# Difference between revisions of "2007 AIME I Problems/Problem 10"

## Problem

In a 6 x 4 grid (6 rows, 4 columns), 12 of the 24 squares are to be shaded so that there are two shaded squares in each row and three shaded squares in each column. Let $N$ be the number of shadings with this property. Find the remainder when $N$ is divided by 1000.

## Solution

Consider the first column. There are ${6\choose3} = 20$ ways that the balls could be chosen, but WLOG let them be the first three rows. (Change the order of the rows to make this true.) We will multiply whatever answer we get by 20 to get our final answer.

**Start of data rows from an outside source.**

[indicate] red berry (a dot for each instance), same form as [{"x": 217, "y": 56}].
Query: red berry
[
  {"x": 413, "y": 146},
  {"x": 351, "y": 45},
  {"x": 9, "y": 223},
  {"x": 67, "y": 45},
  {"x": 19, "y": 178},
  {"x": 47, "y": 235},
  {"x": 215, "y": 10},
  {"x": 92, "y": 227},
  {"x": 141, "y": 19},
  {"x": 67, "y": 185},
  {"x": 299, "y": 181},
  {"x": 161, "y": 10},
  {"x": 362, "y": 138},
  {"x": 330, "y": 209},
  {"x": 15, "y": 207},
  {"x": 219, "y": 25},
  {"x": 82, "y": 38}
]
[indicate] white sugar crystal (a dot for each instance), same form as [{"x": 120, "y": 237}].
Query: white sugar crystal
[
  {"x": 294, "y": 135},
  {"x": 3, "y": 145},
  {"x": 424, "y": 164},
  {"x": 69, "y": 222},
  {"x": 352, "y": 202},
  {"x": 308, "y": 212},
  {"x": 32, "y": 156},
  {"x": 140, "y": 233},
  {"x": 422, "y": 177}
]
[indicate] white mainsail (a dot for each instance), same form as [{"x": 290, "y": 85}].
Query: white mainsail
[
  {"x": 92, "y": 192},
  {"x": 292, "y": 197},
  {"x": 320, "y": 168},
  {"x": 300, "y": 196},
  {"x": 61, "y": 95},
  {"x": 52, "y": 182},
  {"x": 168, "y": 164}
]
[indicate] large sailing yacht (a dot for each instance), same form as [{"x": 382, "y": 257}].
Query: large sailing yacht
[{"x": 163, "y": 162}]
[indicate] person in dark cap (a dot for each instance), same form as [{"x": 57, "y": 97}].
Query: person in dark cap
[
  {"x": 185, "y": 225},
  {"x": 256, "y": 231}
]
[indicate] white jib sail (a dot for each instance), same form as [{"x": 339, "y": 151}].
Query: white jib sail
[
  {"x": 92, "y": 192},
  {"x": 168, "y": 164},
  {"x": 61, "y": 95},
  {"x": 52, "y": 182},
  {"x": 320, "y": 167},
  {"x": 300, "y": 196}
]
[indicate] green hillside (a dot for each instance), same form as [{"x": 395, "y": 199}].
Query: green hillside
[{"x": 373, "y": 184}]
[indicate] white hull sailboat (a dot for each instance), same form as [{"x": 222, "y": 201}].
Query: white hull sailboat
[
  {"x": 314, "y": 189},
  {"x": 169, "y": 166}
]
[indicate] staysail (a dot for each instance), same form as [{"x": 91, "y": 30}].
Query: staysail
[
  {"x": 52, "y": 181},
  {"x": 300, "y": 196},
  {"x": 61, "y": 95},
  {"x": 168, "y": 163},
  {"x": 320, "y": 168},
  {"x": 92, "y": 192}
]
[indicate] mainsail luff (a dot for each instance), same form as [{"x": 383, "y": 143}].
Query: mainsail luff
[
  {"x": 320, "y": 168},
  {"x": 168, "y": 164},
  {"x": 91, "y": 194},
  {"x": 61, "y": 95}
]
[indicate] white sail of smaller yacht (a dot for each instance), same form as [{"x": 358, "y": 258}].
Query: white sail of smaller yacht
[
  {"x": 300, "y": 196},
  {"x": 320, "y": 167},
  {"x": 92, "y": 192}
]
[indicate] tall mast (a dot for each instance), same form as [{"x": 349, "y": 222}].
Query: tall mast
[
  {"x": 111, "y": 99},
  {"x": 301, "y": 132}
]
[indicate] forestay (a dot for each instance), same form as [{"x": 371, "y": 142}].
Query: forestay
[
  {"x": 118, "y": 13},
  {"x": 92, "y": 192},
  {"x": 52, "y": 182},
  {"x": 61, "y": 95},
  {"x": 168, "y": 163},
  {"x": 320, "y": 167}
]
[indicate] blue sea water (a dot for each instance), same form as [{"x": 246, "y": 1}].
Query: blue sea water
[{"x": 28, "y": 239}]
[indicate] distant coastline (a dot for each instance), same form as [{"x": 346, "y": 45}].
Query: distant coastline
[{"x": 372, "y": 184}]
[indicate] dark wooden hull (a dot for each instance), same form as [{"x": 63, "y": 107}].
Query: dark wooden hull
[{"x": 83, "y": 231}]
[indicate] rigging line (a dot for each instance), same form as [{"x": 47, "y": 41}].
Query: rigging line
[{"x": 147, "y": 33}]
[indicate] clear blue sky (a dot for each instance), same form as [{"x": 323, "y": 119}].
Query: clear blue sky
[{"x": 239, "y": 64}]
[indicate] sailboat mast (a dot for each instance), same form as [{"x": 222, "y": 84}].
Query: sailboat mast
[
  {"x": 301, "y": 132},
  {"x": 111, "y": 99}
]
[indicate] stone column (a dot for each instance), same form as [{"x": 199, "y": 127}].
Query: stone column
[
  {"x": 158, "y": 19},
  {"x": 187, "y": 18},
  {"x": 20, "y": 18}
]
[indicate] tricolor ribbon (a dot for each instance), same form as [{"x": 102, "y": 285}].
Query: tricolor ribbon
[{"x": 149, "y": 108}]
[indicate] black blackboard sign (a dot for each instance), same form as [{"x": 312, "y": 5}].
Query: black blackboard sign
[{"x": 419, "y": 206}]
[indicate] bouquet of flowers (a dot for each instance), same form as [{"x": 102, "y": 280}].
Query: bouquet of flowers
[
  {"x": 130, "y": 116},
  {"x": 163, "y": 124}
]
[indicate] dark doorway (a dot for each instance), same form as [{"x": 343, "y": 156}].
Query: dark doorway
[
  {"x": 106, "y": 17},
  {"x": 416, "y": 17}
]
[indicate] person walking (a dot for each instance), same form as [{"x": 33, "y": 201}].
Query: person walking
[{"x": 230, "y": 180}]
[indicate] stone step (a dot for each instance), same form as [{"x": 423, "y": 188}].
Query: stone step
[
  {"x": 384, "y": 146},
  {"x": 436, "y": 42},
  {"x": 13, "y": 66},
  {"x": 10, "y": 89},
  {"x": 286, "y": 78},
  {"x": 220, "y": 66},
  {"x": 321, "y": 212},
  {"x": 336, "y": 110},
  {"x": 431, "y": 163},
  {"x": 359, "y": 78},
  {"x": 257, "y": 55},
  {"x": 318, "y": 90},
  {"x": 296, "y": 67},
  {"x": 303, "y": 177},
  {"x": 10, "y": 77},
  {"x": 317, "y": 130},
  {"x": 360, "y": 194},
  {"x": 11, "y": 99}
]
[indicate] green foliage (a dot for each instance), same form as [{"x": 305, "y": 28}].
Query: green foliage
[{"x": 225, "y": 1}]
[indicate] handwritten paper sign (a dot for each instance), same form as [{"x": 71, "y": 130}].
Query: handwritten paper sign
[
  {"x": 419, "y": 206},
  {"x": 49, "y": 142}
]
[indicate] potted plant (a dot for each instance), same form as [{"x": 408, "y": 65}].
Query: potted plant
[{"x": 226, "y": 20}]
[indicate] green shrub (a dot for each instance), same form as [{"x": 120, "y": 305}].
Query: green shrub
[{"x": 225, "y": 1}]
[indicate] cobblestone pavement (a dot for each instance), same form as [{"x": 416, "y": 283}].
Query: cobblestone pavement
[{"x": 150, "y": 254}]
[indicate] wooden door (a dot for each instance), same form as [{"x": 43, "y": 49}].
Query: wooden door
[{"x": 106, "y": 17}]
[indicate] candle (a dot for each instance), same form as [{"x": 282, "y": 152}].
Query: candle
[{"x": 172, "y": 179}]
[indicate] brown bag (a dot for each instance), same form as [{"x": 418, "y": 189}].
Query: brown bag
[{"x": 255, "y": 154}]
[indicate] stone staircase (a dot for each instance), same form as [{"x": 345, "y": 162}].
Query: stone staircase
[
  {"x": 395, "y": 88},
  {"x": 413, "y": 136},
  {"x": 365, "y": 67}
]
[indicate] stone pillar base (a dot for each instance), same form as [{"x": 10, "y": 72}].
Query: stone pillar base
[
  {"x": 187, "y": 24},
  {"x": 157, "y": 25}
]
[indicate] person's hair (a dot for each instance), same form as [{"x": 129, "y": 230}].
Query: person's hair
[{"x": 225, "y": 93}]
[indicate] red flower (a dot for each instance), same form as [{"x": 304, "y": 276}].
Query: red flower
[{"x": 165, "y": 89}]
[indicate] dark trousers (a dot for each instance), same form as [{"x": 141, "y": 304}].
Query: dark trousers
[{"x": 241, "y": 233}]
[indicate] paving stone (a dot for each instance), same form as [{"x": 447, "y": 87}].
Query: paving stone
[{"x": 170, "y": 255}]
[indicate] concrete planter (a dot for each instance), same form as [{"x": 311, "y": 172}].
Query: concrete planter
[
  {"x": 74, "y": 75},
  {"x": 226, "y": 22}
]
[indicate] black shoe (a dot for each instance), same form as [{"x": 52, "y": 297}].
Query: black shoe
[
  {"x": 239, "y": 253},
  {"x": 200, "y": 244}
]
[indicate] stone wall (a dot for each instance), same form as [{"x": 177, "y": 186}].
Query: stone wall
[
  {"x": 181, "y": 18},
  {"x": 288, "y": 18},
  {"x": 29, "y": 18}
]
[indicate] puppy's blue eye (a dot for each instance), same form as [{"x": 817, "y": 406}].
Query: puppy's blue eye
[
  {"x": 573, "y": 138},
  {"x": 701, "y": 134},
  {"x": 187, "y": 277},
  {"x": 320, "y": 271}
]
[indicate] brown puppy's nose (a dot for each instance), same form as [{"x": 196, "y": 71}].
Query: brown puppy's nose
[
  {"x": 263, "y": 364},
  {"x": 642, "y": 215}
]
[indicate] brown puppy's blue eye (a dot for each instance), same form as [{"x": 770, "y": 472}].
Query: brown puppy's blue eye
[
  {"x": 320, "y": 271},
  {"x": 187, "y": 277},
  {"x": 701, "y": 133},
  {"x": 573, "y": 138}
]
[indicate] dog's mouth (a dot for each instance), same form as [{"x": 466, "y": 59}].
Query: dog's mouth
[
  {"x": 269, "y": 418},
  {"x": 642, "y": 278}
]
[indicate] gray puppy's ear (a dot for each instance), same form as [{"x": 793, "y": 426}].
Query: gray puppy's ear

Now consider the 3x3 that is next to the 3 boxes we have filled in. We must put one ball in each row (since there must be 2 balls in each row and we've already put one in each). We split into three cases:

• All three balls are in the same column. In this case, there are 3 choices for which column that is. From here, the bottom half of the board is fixed.
• Two balls are in one column, and one is in the other. In this case, there are 3 ways to choose which column gets 2 balls and 2 ways to choose which one gets the other ball. Then, there are 3 ways to choose which row the lone ball is in. Now, what happens in the bottom half of the board? Well, the 3 boxes in the column with no balls in the top half must all be filled in, so there are no choices here. In the column with two balls already, we can choose any of the 3 boxes for the third ball. This forces the location for the last two balls. So we have $3 \cdot 2 \cdot 3 \cdot 3 = 54$.
• All three balls are in different columns. Then there are 3 ways to choose which row the ball in column 2 goes and 2 ways to choose where the ball in column 3 goes. (The location of the ball in column 4 is forced.) Again, we think about what happens in the bottom half of the board. There are 2 balls in each row and column now, so in the 3x3 where we still have choices, each row and column has one square that is not filled in. But there are 6 ways to do this. So in all there are 36 ways.

So there are $20(3+54+36) = 1860$ different shadings, and the solution is 860.